The upcoming plastic treaty should help to sort out some of these issues, with an appendix listing problematic chemicals. Which ones will be singled out is very much under discussion, but PVC, says Carney Almroth, is “an easy one,” along with polystyrene, which has also been banned in some countries from some uses, including single-use disposable food containers.
Some worry the plastics treaty will focus on waste management rather than on stemming production.
The treaty’s rough draft contains different options for how this list might be structured and used. At the most stringent end of the spectrum would be an international commitment to ban certain chemicals and polymers by a specific date. At the more lenient end, it might simply lay out guidance for how to consider chemicals, and leave it up to nations to decide what actions to take.

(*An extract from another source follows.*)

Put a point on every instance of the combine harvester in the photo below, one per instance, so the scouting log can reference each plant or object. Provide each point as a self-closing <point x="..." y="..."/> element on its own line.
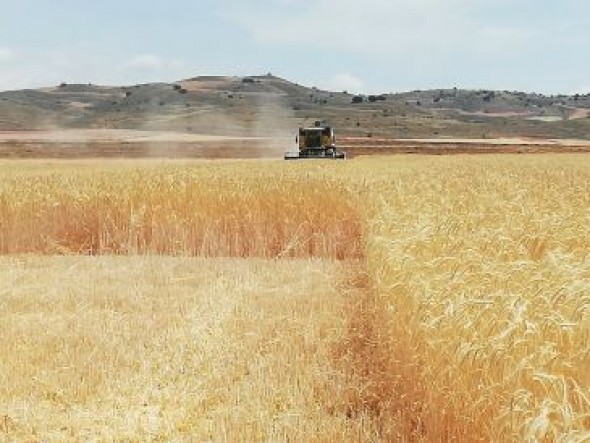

“The chemical industry and the fossil fuel industry are playing a dominant role at the negotiations,” says Enck, who worries the treaty won’t be hard-hitting enough, and will focus too much on waste management rather than on stemming production and eliminating harmful products. The Vinyl Institute is among the industry groups that have been attending treaty negotiations.
Carney Almroth would like to see more radical ideas considered. One would be to create a list of allowable chemicals, rather than expanding a list of banned ones. “Right now, we’re in a situation where we have 350,000 synthetic chemicals, and we theoretically invent 70 chemicals an hour,” she says. “If we look at this complexity, and then try to imagine some way to regulate this, it becomes an impossible task.”
But imagine limiting the plastics market to a set number of polymers and additives with known and acceptable risks, she says. “That’s the dream scenario.”